I was evidently expected, for when I got near the door I faced a cheery-looking elderly woman in the usual peasant dress—white undergarment with a long double apron, front, and back, of coloured stuff fitting almost too tight for modesty. When I came close she bowed and said, “The Herr Englishman?”
“Yes,” I said, “Jonathan Harker.”
She smiled, and gave some message to an elderly man in white shirtsleeves, who had followed her to the door.
He went, but immediately returned with a letter:
“My friend.—Welcome to the Carpathians. I am anxiously expecting you. Sleep well tonight. At three tomorrow the diligence will start for Bukovina; a place on it is kept for you. At the Borgo Pass my carriage will await you and will bring you to me. I trust that your journey from London has been a happy one, and that you will enjoy your stay in my beautiful land.—Your friend, Dracula.”
4 May—I found that my landlord had got a letter from the Count, directing him to secure the best place on the coach for me; but on making inquiries as to details he seemed somewhat reticent, and pretended that he could not understand my German.
This could not be true, because up to then he had understood it perfectly; at least, he answered my questions exactly as if he did.
He and his wife, the old lady who had received me, looked at each other in a frightened sort of way. He mumbled out that the money had been sent in a letter, and that was all he knew. When I asked him if he knew Count Dracula, and could tell me anything of his castle, both he and his wife crossed themselves, and, saying that they knew nothing at all, simply refused to speak further. It was so near the time of starting that I had no time to ask anyone else, for it was all very mysterious and not by any means comforting.
Just before I was leaving, the old lady came up to my room and said in a hysterical way: “Must you go? Oh! Young Herr, must you go?” She was in such an excited state that she seemed to have lost her grip of what German she knew, and mixed it all up with some other language which I did not know at all. I was just able to follow her by asking many questions. When I told her that I must go at once, and that I was engaged on important business, she asked again:
“Do you know what day it is?” I answered that it was the fourth of May. She shook her head as she said again:
“Oh, yes! I know that! I know that, but do you know what day it is?”

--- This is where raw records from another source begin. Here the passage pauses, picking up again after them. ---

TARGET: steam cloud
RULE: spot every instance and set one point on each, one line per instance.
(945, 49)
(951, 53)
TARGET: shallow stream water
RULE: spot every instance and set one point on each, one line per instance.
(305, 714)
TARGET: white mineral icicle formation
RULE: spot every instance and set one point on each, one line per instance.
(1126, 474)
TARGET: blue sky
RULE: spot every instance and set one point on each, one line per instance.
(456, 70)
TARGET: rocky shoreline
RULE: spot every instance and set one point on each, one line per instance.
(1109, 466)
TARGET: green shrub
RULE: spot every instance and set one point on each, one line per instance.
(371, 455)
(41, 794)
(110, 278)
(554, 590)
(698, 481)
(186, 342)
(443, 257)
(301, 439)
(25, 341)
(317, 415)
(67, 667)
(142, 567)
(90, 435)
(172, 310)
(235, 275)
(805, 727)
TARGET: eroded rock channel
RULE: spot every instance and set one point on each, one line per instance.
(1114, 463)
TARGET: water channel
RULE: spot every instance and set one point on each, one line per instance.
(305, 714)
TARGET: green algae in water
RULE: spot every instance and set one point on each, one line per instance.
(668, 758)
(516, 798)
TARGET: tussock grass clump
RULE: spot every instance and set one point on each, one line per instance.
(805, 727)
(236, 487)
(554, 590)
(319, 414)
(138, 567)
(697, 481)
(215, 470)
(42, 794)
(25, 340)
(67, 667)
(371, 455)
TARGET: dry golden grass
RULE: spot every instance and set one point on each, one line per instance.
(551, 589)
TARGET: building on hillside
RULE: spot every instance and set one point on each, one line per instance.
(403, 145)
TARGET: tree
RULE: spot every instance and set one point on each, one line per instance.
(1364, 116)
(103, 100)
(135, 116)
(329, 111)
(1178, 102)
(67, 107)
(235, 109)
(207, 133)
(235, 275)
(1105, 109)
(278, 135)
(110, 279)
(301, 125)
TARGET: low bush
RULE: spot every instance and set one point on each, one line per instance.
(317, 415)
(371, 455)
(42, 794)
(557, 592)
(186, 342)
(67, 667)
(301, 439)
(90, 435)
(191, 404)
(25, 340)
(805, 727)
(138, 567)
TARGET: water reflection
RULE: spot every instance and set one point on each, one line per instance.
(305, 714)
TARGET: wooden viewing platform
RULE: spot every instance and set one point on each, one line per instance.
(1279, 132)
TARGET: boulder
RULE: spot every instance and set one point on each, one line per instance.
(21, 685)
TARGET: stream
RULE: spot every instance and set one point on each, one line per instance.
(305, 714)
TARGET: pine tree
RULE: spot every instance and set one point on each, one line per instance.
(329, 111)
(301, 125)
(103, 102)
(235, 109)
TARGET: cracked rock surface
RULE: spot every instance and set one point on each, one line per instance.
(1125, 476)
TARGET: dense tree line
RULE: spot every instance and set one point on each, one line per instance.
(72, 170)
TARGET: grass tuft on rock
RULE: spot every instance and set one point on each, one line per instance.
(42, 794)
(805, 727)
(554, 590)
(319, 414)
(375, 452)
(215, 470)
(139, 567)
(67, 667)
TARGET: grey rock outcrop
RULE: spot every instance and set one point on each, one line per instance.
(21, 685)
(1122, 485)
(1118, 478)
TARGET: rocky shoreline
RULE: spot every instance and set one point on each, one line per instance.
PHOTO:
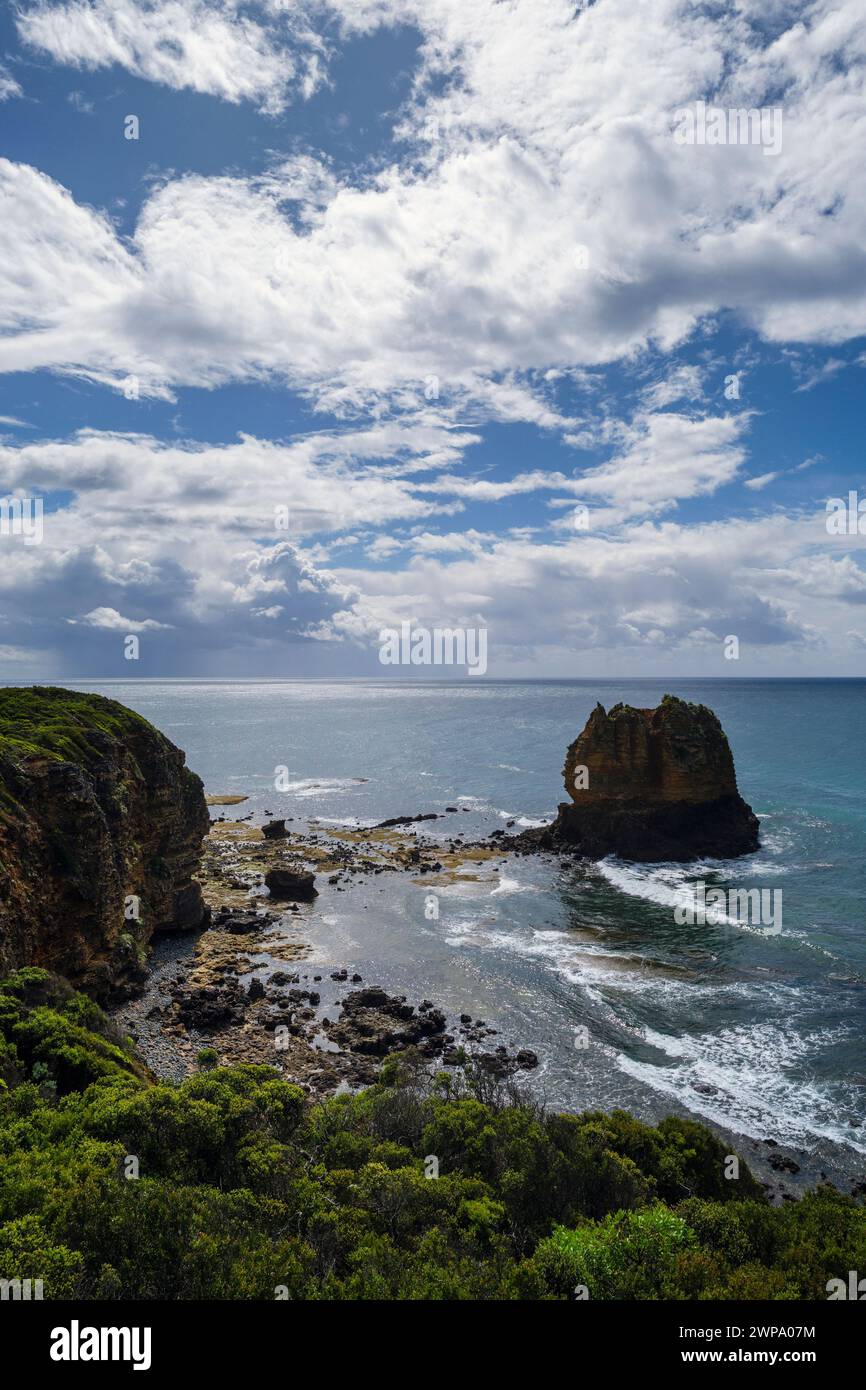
(239, 986)
(243, 986)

On my saying that I did not understand, she went on:
“It is the eve of St. George’s Day. Do you not know that tonight, when the clock strikes midnight, all the evil things in the world will have full sway? Do you know where you are going, and what you are going to?” She was in such evident distress that I tried to comfort her, but without effect. Finally, she went down on her knees and implored me not to go; at least to wait a day or two before starting.